Elevación de las transaminasas¿Qué es?

Se trata de una alteración en los análisis de sangre que consiste en el aumento, por encima de los valores normales, de una o varias pruebas de la función del hígado.

¿Cuáles son las síntomas?

Cuando la elevación de las transaminasas es muy alta, suele ir acompañada de alguno de los síntomas de hepatitis aguda (malestar generalizado, molestias del estómago e ictericia -coloración amarillenta de la piel-) y, por tanto, el médico que le ha pedido un análisis ya le habrá orientado en el diagnóstico y en las pruebas necesarias para confirmarlo.

¿Cómo se detecta?

Lo más frecuente que se detecte una elevación de las transaminasas de forma "casual" sin que la persona presente ningún síntoma atribuible a una enfermedad hepática. Ello puede ocurrir durante una revisión médica rutinaria o por unos análisis realizados por otro motivo. En este caso la elevación de las transaminasas suele ser moderada o incluso de muy baja cuantía.

¿Cuáles son las causas?

La elevación moderada de transaminasas puede ser debida a muy diversas causas: es frecuente que indique una alteración hepática leve o moderada por la ingesta de bebidas con alcohol, por un exceso de colesterol o por la presencia de diabetes; en otras ocasiones se debe a una enfermedad hepática (algunas de ellas son hereditarias; otras, como la hepatitis C, son adquiridas).
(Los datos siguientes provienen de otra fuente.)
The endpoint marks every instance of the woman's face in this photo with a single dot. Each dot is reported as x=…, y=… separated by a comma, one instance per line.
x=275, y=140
En otras ocasiones, gracias a la elevación moderada de las transaminasas es posible detectar de forma precoz una alteración de otros órganos como el riñón, la glándula tiroides o el intestino (intolerancia al gluten, por ejemplo).

En esta situación, que no es alarmante, es importante realizar una consulta al médico especialista en Aparato Digestivo, que realizará las exploraciones pertinentes para delimitar la causa y el tratamiento si precisa.